All Or Nothing At All/Billie Holiday
(Verve V6-8329)
ジャズボーカルの歴史を紐とくと絶対避けて通れないのがビリー・ホリデイですよね。でも、有名な録音は大概音が悪くってあまり好んでターンテーブルに載せる気にはならないのが正直な所です。陰鬱な雰囲気が気分をめいらせる、そんな感覚もあってどうも敬遠がちになりやすい。今日は、何を思ったか?ちょっと悔しい思いをした事もありビリーが聴きたくなった。全部か何もなしか、こんなタイトルが妙に身にしみて引っ張りだしてきました。
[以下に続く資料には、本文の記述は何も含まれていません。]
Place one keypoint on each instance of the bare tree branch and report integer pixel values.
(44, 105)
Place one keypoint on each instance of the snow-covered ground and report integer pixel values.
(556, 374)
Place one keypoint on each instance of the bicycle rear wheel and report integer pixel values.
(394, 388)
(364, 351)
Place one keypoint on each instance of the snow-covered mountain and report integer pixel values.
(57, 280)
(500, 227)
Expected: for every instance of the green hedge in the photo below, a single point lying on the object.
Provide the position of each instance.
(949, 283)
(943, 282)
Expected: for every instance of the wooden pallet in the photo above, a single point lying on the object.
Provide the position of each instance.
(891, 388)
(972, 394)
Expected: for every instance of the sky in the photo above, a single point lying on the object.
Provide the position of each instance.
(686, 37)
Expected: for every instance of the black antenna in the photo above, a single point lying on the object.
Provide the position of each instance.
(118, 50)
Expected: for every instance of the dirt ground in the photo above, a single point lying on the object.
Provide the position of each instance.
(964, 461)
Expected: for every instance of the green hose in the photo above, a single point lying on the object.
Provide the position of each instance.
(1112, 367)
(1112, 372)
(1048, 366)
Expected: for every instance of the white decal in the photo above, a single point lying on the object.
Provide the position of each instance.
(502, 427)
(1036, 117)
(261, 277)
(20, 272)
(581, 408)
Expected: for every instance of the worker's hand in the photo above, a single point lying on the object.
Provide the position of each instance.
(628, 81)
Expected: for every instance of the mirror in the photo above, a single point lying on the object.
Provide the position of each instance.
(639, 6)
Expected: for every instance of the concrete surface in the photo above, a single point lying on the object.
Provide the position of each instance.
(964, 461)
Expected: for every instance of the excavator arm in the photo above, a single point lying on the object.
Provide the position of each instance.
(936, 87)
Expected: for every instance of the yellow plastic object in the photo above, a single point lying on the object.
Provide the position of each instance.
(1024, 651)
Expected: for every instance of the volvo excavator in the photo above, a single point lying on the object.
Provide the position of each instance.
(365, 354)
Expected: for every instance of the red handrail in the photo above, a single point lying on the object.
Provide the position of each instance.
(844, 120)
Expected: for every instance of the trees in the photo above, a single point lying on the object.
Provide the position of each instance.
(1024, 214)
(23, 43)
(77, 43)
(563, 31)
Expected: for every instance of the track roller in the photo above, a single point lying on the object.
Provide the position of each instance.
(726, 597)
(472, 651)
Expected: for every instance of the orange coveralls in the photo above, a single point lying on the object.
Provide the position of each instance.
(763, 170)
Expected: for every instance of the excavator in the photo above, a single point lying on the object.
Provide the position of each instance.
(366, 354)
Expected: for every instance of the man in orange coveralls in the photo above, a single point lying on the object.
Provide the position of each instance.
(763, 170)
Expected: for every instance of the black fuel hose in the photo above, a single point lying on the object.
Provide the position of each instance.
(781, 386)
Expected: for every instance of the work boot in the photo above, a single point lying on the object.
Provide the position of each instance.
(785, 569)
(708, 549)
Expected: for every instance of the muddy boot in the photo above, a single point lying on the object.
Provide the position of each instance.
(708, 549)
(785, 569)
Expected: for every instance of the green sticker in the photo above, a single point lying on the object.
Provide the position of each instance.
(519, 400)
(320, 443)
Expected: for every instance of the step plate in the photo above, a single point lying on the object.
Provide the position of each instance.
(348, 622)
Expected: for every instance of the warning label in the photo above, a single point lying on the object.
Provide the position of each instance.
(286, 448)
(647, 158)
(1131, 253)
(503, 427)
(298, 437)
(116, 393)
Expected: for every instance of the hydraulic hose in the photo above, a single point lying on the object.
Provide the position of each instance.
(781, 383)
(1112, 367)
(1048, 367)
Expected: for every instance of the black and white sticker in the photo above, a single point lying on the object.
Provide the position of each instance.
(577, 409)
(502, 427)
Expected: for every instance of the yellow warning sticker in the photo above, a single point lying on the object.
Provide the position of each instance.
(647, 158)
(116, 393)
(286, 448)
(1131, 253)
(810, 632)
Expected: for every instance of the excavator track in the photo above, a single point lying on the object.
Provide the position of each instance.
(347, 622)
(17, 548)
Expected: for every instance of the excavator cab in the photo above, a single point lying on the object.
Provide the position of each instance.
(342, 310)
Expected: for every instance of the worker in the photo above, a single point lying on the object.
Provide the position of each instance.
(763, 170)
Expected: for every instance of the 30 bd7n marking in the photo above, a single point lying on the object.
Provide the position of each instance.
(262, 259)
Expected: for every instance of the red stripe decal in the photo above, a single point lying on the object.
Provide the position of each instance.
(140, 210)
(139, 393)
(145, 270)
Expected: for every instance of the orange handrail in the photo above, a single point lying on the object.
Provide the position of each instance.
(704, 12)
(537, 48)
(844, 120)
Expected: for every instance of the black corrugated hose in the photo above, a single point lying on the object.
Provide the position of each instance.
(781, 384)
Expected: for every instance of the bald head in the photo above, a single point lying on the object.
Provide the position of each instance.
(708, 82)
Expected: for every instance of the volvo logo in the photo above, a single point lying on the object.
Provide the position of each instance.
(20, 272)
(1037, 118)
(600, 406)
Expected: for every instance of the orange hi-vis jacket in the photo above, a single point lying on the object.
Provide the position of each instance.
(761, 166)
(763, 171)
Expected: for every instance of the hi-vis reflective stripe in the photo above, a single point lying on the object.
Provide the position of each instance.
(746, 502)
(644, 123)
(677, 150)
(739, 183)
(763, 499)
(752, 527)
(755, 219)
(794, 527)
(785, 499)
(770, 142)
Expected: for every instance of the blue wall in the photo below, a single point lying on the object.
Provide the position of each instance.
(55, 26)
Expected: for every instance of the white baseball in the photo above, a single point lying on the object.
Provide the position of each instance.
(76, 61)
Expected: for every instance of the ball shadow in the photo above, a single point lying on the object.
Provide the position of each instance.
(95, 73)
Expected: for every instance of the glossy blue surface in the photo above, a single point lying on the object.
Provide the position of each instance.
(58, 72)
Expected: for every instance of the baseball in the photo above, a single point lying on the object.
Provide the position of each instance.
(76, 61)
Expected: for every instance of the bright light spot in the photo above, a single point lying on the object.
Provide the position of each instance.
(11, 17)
カバーのイラストはDSMだから恐らく原盤はクレフかノーグラン、10インチでもでているのかな?自分の盤はVerve, MGMの再発盤で, 更に悪名高き疑似ステ盤ですが、好調なビリーのボーカルと珠玉の共演陣が素晴らしくグイグイと彼女の世界に引っ張り込まれてしまいます。サイドメンはHarry Edison(tp), Ben Webster(ts), Barney Kessel(g), Jimmy Rowles(p), Joe Mondragon, Red Mitchell(b), Alvin Stroller(ds)という名手ばかりで各人にも充分なソロスペースが与えられています。。特にエジソンのミュート、ベンのサブトーンを生かしたサウンド造りはいかにもVERVEという感じでニンマリする事間違いなしです。スタンダードばかりの選曲も嬉しい限り。A-1の"Do Nothin' Till You Hear From Me"の無伴奏ででるビリーの声を聴くとゾクゾクしてしまいますね。A面には"Cheek to Cheek", "Ill Wind", "Speak Low", "But Not For Me", B面にはタイトル曲を筆頭に"We'll Be Together again", Sophisticated Lady", "April In Paris"などが取り上げられています。こんなビリーならたまに聴きたくなりますよね。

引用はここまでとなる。